Hamdan dulu mempunyai halaman rumah yang sangat luas. Ada beberapa pohon mangga dan jambu di depannya. Di belakang rumah terhampar hektaran sawah yang lapang seperti tidak berujung. Dan suara burung-burung selalu terdengar menggoda matahari pagi. Itu dulu. Sebelum ia pindah ke gang sempit ini. Dimana yang ia lihat di depan rumahnya adalah jalan sempit. Langkah-langkah berebut jalan dikejar ego. Dan harapan-harapan tersangkut di selokan. Sementara pikirannya semakin menceracau.
***
Setiap pagi, Hamdan bangun dari tidurnya dengan sebuah penyesalan. Harusnya aku tidak melepaskan sawah-sawah itu, kata suara-suara yang meremas hatinya. Ia bersikeras ia mustinya masih bisa bertahan mengurus warisan nenek moyangnya tersebut walaupun melewati batas kemampuannya. Tapi yang terjadi ia kalah pada berbagai godaan yang menyerbunya ketika itu. Padi gagal dipanen beberapa musim karena kesulitan air dan serbuan hama yang bertubi-tubi. Tiga anaknya pun butuh uang untuk modal usaha di kota. Akhirnya, setelah kebimbangan yang merenggut pikirannya cukup lama, ia ikut juga bersama petani lainnya di desa itu untuk menjual sawah mereka pada orang kota yang datang menawarkan harga yang cukup tinggi untuk tanah mereka. Beberapa waktu kemudian, tanah lapang seperti tidak berujung itu ditanami beton.

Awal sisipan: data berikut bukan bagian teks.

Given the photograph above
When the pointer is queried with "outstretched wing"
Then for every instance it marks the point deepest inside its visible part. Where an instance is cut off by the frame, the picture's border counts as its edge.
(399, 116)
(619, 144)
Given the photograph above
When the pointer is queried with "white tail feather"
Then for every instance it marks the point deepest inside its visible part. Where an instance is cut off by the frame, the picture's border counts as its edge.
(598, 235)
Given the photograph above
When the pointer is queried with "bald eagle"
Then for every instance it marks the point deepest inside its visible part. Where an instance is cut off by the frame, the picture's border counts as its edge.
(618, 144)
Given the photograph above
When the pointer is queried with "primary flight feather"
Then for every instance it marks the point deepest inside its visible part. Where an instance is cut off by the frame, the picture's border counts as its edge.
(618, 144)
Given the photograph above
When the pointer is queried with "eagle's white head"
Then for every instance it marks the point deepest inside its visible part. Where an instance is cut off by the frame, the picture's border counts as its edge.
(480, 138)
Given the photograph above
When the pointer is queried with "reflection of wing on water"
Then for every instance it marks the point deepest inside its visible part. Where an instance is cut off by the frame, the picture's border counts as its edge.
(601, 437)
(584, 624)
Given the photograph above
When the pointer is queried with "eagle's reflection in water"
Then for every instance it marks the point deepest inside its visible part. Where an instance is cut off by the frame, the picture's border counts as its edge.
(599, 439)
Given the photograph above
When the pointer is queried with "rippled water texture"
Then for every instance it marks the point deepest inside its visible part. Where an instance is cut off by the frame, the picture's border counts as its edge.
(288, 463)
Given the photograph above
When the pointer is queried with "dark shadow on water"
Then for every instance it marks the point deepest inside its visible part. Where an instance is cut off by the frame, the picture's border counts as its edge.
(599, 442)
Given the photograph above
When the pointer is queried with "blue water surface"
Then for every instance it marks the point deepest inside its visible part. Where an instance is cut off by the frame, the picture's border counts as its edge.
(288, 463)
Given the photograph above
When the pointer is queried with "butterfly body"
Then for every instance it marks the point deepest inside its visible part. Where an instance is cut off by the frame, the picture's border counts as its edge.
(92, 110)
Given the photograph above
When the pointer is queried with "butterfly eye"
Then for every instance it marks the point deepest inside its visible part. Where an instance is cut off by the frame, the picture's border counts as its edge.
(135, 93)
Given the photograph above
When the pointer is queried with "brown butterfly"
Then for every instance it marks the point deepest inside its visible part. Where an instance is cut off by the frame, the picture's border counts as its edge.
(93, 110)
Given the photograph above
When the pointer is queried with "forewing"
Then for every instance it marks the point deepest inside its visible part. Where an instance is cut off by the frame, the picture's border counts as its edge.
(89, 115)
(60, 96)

Alasan lain kenapa Hamdan mau menjual sawahnya karena ketiga anaknya berjanji akan membeli sawah-sawah di desa yang tidak jauh dari tempat ia tinggal jika usaha mereka berhasil. Tapi janji itu belum juga terwujud. Tanah lapang sebagai halaman belakang belum juga kembali. Ia sempat bertanya kepada anak-anaknya tentang usaha mereka, tapi mereka bilang usaha mereka belum lama dimulai. Jadi belum menghasilkan untung yang banyak. Hamdan terdiam. Ia pandangi tanah lapang yang ditumbuhi rumah-rumah di belakang rumahnya dengan nanar.
Hamdan tinggal sendiri di rumahnya. Istrinya meninggal telah begitu lama. Waktu ia masih punya sawah, setiap pagi ia pergi kesana dengan cangkul dan harapan untuk panen yang lebih baik. Tapi setelah semuanya ia jual, yang ia kerjakan sehari-hari hanyalah bangun pagi lalu meyaksikan matahari terbit yang mulai terhalang bangunan-bangunan, ke mushalla untuk bershalawat, dan menunggu uang kiriman anak-anaknya. Hingga pada suatu hari ia sakit. Tidak ada yang bisa mengurusnya di kampung. Anaknya yang paling muda pun membawanya ke kota. Ia berusaha menolak. Tapi ketika ia terbangun di waktu pagi, ia sudah mendapati jalan sempit yang asing di depan rumah.
***
Hamdan terpaku lama di tempat tidurnya. Di luar kegaduhan yang biasa ia dengar beberapa bulan terakhir terjadi. Anak lelakinya yang bersiap berangkat kerja, kedua cucunya yang sibuk mencari buku-bukunya yag mereka letakkan sembarangan, dan menantunya yang repot dengan peralatan dapur. Sementara pikirannya menceracau tidak jelas seperti biasa. Sesak dan pengap. Ia mencoba keluar mencari ruang lain di otaknya, tetapi seolah terisi penuh oleh hal-hal yang tidak ia inginkan.
“Ma...” Terdengar suara anaknya, Ridwan memanggil istrinya, “Ayah mau berangkat. Jangan lupa makanan buat Bapak, ya...”
“Iya, Yah...”
Seumur hidupnya, Hamdan biasa untuk memperoleh makanan dengan tangannya sendiri dari padi yang ia tanam. Nasi yang ia makan di kota sangat berbeda sekali dari yang ia biasa makan dari tanahnya. Entah apa yang berbeda. Yang jelas ia selalu merasa perutnya berontak setiap ia menelan makanan tersebut.